After reviewing multiple papers we can to decrease the effort and time in calculating tree count and isolating them . But, the challenge of resolution remains as satellite image resolution is poor as compared to images captured aerially, cloud obstacles in between disturbs the satellite image. The highly trained CNN model is somewhat better in comparisons to other complex algorithms ,Qucik adaption and fast response is there to new trained datasets. Further work can consist of multispectral statistics as additional dimensions of classifier enter in place of best the use of the pink, inexperienced and blue spectrums as enter. This offers greater context to the enter photographs particularly because the infrared and close to-infrared channels has shown sturdy correlation to the presence of forests.

REFERENCES

[1] E. K. Cheang, T. K. Cheang, and Y. H. Tay, Using Networks to Count Palm Trees in Satellite Images, arXiv:1701.06462 [cs], Jan. 2017, Accessed: Oct. 13, 2022. [Online]. Available: https://arxiv.org/abs/1701.06462

[2] K. Budnik, J. Byrtek, and A. Kapusta, Counting trees – methods of automatic analysis of photogrammetric data in forests of the continental region, IOP Conference Series: Earth and

Environmental Science, vol. 942, no. 1, p. 012030, Nov. 2021, doi: 10.1088/1755-1315/942/1/012030.

[3] G. Chen and Y. Shang, Transformer for Tree Counting in Aerial Images, Remote Sensing, vol. 14, no. 3, p. 476, Jan. 2022, doi: 10.3390/rs14030476.

[4] A. Ammar, A. Koubaa, and B. Benjdira, Deep-Learning-Based Automated Palm Tree Counting and Geolocation in Large Farms from Aerial Geotagged Images, Agronomy, vol. 11, no. 8, p. 1458, Jul. 2021, doi: 10.3390/agronomy11081458.

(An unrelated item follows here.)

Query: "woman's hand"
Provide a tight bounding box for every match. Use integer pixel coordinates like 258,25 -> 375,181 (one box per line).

[5] A. Bahety, R. Saluja, R. K. Sarvadevabhatla, A. Subramanian, and C. V. Jawahar, Automatic Quantification and Visualization of Street Trees, arXiv:2201.06569 [cs], Jan. 2022, Accessed: Oct. 13, 2022. [Online]. Available: https://arxiv.org/abs/2201.06569

[6] M. Ata and A. Talay, Development of Automatic Tree Counting Software from UAV Based Aerial Images With Machine Learning, NASA ADS, Jan. 01, 2022 https://ui.adsabs.harvard.edu/abs/2022arXiv220102698A

[7] A. Abozeid, R. Alanazi, A. Elhadad, A. I. Taloba, and R. M. Abd El-Aziz, A Large-Scale Dataset and Deep Learning Model for Detecting and Counting Olive Trees in Satellite Imagery, Computational Intelligence and Neuroscience, vol. 2022, pp. 1 8, Jan. 2022, doi: 10.1155/2022/1549842.

[8] S. Khan and P. K. Gupta, COMPARATIVE STUDY OF TREE COUNTING ALGORITHMS IN DENSE AND SPARSE

VEGETATIVE REGIONS, The International Archives of the Photogrammetry, Remote Sensing and Spatial Information Sciences, vol. XLII5, pp. 801808, Nov. 2018, doi: 10.5194/isprs-archives-xlii-5-801-2018.

[9] L. Yao, T. Liu, J. Qin, N. Lu, and C. Zhou, Tree counting with high spatial-resolution satellite imagery based on deep neural networks, Ecological Indicators, vol. 125, p. 107591, Jun. 2021, doi: 10.1016/j.ecolind.2021.107591.